The goggles adjusted automatically and Russovsky could see again. A rumpled floor of broken scree, cockeyed temple-sized boulders and blown sand whipped past below her boots. Walls hemmed her in to either side, kilometers high and relentless, all jagged surfaces and overhangs. The whine of the engines rose, reverberating in the thickening air. A low hissing sound began to grow behind her in the east.

The planet's air was thin, though a human could stand outside without a z-suit. She would need a compressor and a filter to breathe, but it was possible. Such thin air exacerbated the planetary weather, making the wind and sky a menace to man and machine alike. In some places, like against the world-girdling ring of the Escarpment, a storm roared at every dawn, as the rising sun heated the atmosphere and pressed it against an impassible barrier.

Slot canyons cut through the Escarpment, knife-blade thin in comparison to the bulk of the mountain range. Gusts darted down the Slot, and Russovsky felt the Gagarin twist and flex in the air. Her chrono said she had fifteen minutes before the sun actually peeked over the eastern horizon.

By then a gale would be howling in the canyon, spitting sand, rock, and gravel westward like a cannon at three or four hundred k. The craft bucked, riding up on an eddy, and Russovsky's fingers gentled the aircraft back, away from the looming cliff. The wingtip, still glowing white, danced away from an obsidian wall, almost brushing against the ancient stone.

Russovsky corrected with unconscious grace. Ahead, a slab jutted nearly a third of the way across the canyon. Its eastern face was worn smooth as glass, a sweeping ebon wall rising up from the rubble. Russovsky's left hand brushed over the pressure control. Hydrogen hissed through fuel tubes running over her head. The wings stiffened, pressure rising. Motors whined and both airfoils levered up into a v. Gagarin slowed dramatically.

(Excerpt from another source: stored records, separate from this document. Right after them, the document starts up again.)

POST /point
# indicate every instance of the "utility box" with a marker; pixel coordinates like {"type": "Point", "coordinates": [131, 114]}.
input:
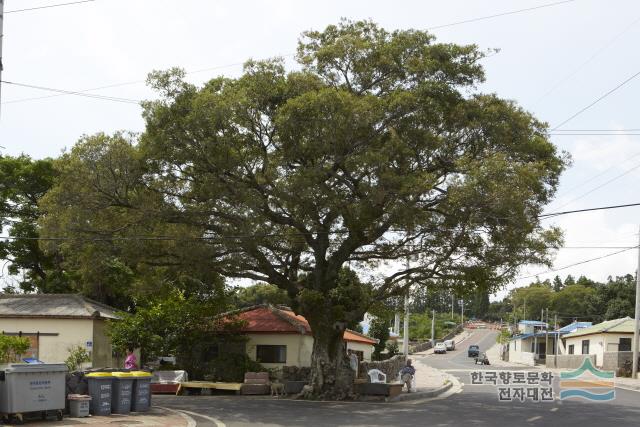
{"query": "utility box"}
{"type": "Point", "coordinates": [122, 392]}
{"type": "Point", "coordinates": [100, 388]}
{"type": "Point", "coordinates": [141, 399]}
{"type": "Point", "coordinates": [79, 405]}
{"type": "Point", "coordinates": [32, 388]}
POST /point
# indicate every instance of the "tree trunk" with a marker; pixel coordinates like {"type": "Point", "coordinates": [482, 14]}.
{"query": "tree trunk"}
{"type": "Point", "coordinates": [331, 373]}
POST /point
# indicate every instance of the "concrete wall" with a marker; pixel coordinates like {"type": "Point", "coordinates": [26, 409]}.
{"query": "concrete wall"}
{"type": "Point", "coordinates": [567, 361]}
{"type": "Point", "coordinates": [614, 360]}
{"type": "Point", "coordinates": [299, 348]}
{"type": "Point", "coordinates": [366, 349]}
{"type": "Point", "coordinates": [53, 349]}
{"type": "Point", "coordinates": [598, 344]}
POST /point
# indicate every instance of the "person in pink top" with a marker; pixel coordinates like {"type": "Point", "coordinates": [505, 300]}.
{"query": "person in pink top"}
{"type": "Point", "coordinates": [130, 362]}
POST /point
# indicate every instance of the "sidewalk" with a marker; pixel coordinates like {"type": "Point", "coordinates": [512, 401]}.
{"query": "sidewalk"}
{"type": "Point", "coordinates": [154, 418]}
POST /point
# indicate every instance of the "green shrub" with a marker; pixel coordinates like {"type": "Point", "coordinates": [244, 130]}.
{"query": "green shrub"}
{"type": "Point", "coordinates": [77, 356]}
{"type": "Point", "coordinates": [11, 348]}
{"type": "Point", "coordinates": [232, 367]}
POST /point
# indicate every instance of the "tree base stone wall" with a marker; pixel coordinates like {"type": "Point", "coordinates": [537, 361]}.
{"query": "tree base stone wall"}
{"type": "Point", "coordinates": [391, 367]}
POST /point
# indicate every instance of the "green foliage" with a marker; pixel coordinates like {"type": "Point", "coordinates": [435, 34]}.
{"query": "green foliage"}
{"type": "Point", "coordinates": [77, 356]}
{"type": "Point", "coordinates": [23, 182]}
{"type": "Point", "coordinates": [231, 367]}
{"type": "Point", "coordinates": [11, 348]}
{"type": "Point", "coordinates": [186, 327]}
{"type": "Point", "coordinates": [392, 348]}
{"type": "Point", "coordinates": [379, 329]}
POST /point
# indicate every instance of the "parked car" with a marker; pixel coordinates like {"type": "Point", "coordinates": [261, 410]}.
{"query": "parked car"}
{"type": "Point", "coordinates": [473, 351]}
{"type": "Point", "coordinates": [440, 348]}
{"type": "Point", "coordinates": [482, 359]}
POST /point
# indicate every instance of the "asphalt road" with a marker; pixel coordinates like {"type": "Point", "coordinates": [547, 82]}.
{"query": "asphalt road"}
{"type": "Point", "coordinates": [474, 405]}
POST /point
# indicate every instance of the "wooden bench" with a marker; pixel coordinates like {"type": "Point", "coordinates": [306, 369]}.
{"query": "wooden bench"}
{"type": "Point", "coordinates": [208, 385]}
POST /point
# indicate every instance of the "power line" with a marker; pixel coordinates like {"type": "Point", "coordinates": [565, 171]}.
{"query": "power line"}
{"type": "Point", "coordinates": [497, 15]}
{"type": "Point", "coordinates": [585, 63]}
{"type": "Point", "coordinates": [600, 186]}
{"type": "Point", "coordinates": [49, 6]}
{"type": "Point", "coordinates": [553, 270]}
{"type": "Point", "coordinates": [582, 110]}
{"type": "Point", "coordinates": [69, 92]}
{"type": "Point", "coordinates": [594, 134]}
{"type": "Point", "coordinates": [553, 214]}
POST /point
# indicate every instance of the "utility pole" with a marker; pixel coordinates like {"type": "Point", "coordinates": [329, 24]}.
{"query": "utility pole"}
{"type": "Point", "coordinates": [452, 305]}
{"type": "Point", "coordinates": [433, 327]}
{"type": "Point", "coordinates": [636, 325]}
{"type": "Point", "coordinates": [1, 37]}
{"type": "Point", "coordinates": [405, 333]}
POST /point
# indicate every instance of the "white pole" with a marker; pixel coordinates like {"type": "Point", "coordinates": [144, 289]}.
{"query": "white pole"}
{"type": "Point", "coordinates": [433, 327]}
{"type": "Point", "coordinates": [634, 373]}
{"type": "Point", "coordinates": [1, 37]}
{"type": "Point", "coordinates": [405, 334]}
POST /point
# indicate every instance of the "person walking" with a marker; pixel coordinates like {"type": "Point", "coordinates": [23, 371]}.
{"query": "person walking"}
{"type": "Point", "coordinates": [131, 362]}
{"type": "Point", "coordinates": [407, 373]}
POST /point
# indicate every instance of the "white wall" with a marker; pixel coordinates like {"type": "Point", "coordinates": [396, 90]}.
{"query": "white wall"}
{"type": "Point", "coordinates": [299, 348]}
{"type": "Point", "coordinates": [366, 349]}
{"type": "Point", "coordinates": [53, 349]}
{"type": "Point", "coordinates": [517, 355]}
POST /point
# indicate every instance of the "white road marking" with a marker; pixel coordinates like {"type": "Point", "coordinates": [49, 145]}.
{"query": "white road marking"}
{"type": "Point", "coordinates": [190, 421]}
{"type": "Point", "coordinates": [213, 420]}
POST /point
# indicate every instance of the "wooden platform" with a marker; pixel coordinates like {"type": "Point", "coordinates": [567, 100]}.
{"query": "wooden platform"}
{"type": "Point", "coordinates": [208, 385]}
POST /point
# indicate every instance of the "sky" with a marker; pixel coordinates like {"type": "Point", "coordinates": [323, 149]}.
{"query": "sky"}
{"type": "Point", "coordinates": [552, 61]}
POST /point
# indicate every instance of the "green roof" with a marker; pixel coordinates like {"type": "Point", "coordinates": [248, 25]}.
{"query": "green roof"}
{"type": "Point", "coordinates": [624, 325]}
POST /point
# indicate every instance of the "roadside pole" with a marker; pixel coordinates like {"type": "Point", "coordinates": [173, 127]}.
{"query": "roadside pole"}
{"type": "Point", "coordinates": [634, 373]}
{"type": "Point", "coordinates": [433, 327]}
{"type": "Point", "coordinates": [1, 37]}
{"type": "Point", "coordinates": [405, 333]}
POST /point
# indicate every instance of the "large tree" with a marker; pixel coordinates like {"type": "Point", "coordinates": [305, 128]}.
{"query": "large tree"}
{"type": "Point", "coordinates": [377, 149]}
{"type": "Point", "coordinates": [23, 182]}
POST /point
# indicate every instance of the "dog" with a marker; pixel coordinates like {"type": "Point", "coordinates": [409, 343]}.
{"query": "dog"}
{"type": "Point", "coordinates": [277, 389]}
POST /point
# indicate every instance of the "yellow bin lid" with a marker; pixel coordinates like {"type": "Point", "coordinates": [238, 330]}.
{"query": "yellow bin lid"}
{"type": "Point", "coordinates": [99, 375]}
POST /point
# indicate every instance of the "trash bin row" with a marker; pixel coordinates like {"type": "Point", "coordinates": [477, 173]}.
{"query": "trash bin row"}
{"type": "Point", "coordinates": [119, 392]}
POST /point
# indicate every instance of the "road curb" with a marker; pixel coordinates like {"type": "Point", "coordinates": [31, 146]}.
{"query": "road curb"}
{"type": "Point", "coordinates": [418, 395]}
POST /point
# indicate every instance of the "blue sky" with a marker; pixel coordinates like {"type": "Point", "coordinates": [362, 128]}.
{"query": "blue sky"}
{"type": "Point", "coordinates": [552, 61]}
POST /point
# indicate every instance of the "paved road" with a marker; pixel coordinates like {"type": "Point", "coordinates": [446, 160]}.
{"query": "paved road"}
{"type": "Point", "coordinates": [473, 406]}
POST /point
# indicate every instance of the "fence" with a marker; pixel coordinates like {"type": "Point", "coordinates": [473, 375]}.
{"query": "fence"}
{"type": "Point", "coordinates": [391, 367]}
{"type": "Point", "coordinates": [427, 344]}
{"type": "Point", "coordinates": [568, 361]}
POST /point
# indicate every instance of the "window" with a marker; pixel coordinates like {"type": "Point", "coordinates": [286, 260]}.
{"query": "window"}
{"type": "Point", "coordinates": [625, 344]}
{"type": "Point", "coordinates": [271, 353]}
{"type": "Point", "coordinates": [359, 354]}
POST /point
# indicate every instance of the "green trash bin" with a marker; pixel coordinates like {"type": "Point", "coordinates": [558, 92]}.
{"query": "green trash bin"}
{"type": "Point", "coordinates": [141, 399]}
{"type": "Point", "coordinates": [100, 389]}
{"type": "Point", "coordinates": [122, 392]}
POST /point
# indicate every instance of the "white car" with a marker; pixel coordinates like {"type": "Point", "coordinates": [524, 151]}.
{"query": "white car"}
{"type": "Point", "coordinates": [440, 348]}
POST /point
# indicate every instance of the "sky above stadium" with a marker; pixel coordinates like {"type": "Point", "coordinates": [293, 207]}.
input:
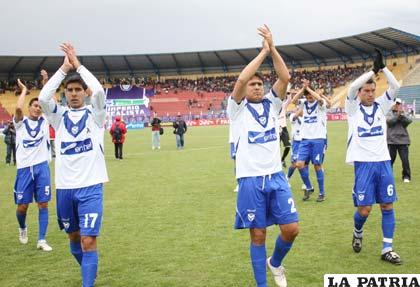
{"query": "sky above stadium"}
{"type": "Point", "coordinates": [115, 27]}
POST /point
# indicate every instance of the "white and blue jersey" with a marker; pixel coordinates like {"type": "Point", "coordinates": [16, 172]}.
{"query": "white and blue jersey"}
{"type": "Point", "coordinates": [264, 196]}
{"type": "Point", "coordinates": [256, 131]}
{"type": "Point", "coordinates": [296, 136]}
{"type": "Point", "coordinates": [314, 124]}
{"type": "Point", "coordinates": [313, 132]}
{"type": "Point", "coordinates": [366, 140]}
{"type": "Point", "coordinates": [80, 169]}
{"type": "Point", "coordinates": [32, 157]}
{"type": "Point", "coordinates": [367, 144]}
{"type": "Point", "coordinates": [32, 142]}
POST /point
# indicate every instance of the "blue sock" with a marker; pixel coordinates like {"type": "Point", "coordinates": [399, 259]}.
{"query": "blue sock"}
{"type": "Point", "coordinates": [304, 174]}
{"type": "Point", "coordinates": [76, 250]}
{"type": "Point", "coordinates": [21, 219]}
{"type": "Point", "coordinates": [42, 223]}
{"type": "Point", "coordinates": [320, 178]}
{"type": "Point", "coordinates": [359, 221]}
{"type": "Point", "coordinates": [89, 268]}
{"type": "Point", "coordinates": [291, 171]}
{"type": "Point", "coordinates": [388, 226]}
{"type": "Point", "coordinates": [258, 257]}
{"type": "Point", "coordinates": [280, 250]}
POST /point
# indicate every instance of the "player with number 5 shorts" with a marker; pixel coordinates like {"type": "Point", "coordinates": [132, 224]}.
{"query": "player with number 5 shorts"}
{"type": "Point", "coordinates": [33, 172]}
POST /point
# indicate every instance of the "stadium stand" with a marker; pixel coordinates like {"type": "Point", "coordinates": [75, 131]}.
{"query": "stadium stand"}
{"type": "Point", "coordinates": [197, 83]}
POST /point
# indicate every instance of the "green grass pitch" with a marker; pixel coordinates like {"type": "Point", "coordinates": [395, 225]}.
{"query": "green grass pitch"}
{"type": "Point", "coordinates": [168, 220]}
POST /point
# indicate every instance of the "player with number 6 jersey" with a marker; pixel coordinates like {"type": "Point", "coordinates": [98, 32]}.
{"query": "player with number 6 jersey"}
{"type": "Point", "coordinates": [367, 151]}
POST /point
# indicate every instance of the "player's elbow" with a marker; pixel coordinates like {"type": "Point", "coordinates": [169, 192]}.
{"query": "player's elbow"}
{"type": "Point", "coordinates": [285, 79]}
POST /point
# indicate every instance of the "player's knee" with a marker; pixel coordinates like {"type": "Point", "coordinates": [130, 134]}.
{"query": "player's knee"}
{"type": "Point", "coordinates": [88, 243]}
{"type": "Point", "coordinates": [258, 236]}
{"type": "Point", "coordinates": [74, 236]}
{"type": "Point", "coordinates": [290, 231]}
{"type": "Point", "coordinates": [386, 206]}
{"type": "Point", "coordinates": [42, 205]}
{"type": "Point", "coordinates": [364, 211]}
{"type": "Point", "coordinates": [22, 208]}
{"type": "Point", "coordinates": [300, 164]}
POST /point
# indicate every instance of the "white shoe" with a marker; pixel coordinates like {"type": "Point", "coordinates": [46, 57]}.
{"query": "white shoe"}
{"type": "Point", "coordinates": [43, 245]}
{"type": "Point", "coordinates": [236, 188]}
{"type": "Point", "coordinates": [278, 273]}
{"type": "Point", "coordinates": [23, 235]}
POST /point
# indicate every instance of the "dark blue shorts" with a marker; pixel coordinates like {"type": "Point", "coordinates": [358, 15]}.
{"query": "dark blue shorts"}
{"type": "Point", "coordinates": [80, 209]}
{"type": "Point", "coordinates": [374, 183]}
{"type": "Point", "coordinates": [33, 182]}
{"type": "Point", "coordinates": [264, 201]}
{"type": "Point", "coordinates": [312, 150]}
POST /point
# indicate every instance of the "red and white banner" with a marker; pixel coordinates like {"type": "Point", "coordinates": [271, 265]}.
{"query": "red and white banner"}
{"type": "Point", "coordinates": [214, 122]}
{"type": "Point", "coordinates": [337, 117]}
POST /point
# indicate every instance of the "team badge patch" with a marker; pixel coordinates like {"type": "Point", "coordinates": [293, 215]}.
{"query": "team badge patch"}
{"type": "Point", "coordinates": [251, 216]}
{"type": "Point", "coordinates": [262, 120]}
{"type": "Point", "coordinates": [74, 130]}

The ultralight swept past the slab, wing lights reflecting in an inky mirror. Beyond the monolith, there was a curving bowl of sand and — the vid-eye flashed urgently. Russovsky glanced over and saw a sharp angle in the darkness, distinct against the irregular wall of the canyon. She dropped the wings back level, then airbraked as the ultralight started to gain speed and drifted the stick to her right. Gagarin slowed into a stall. Hissing softly through clenched teeth, Russovsky feathered the engines and let the wheels touch down. A bump, a queasy sliding moment and the Gagarin slid to a halt on hard-packed sand.

Russovsky unfolded herself from the chair, thumbing loose her restraints, each motion quick and assured. Her left leg started to cramp, but she went stiff-legged for a moment, moving jerkily, letting the muscle relax. Working swiftly, acutely conscious of grains of mica and sand pattering down out of the dark sky above her, she triggered one sand-anchor with a tunk!, then leaned back into the cockpit frame and threw a switch glyphed "fold." The wings trembled in response, then began to deflate, hydrogen hissing back into the reserve tank behind and under the seat. The p-cell battery in the main wing joint woke up with a click and the controls dimmed in preparation for system shutdown.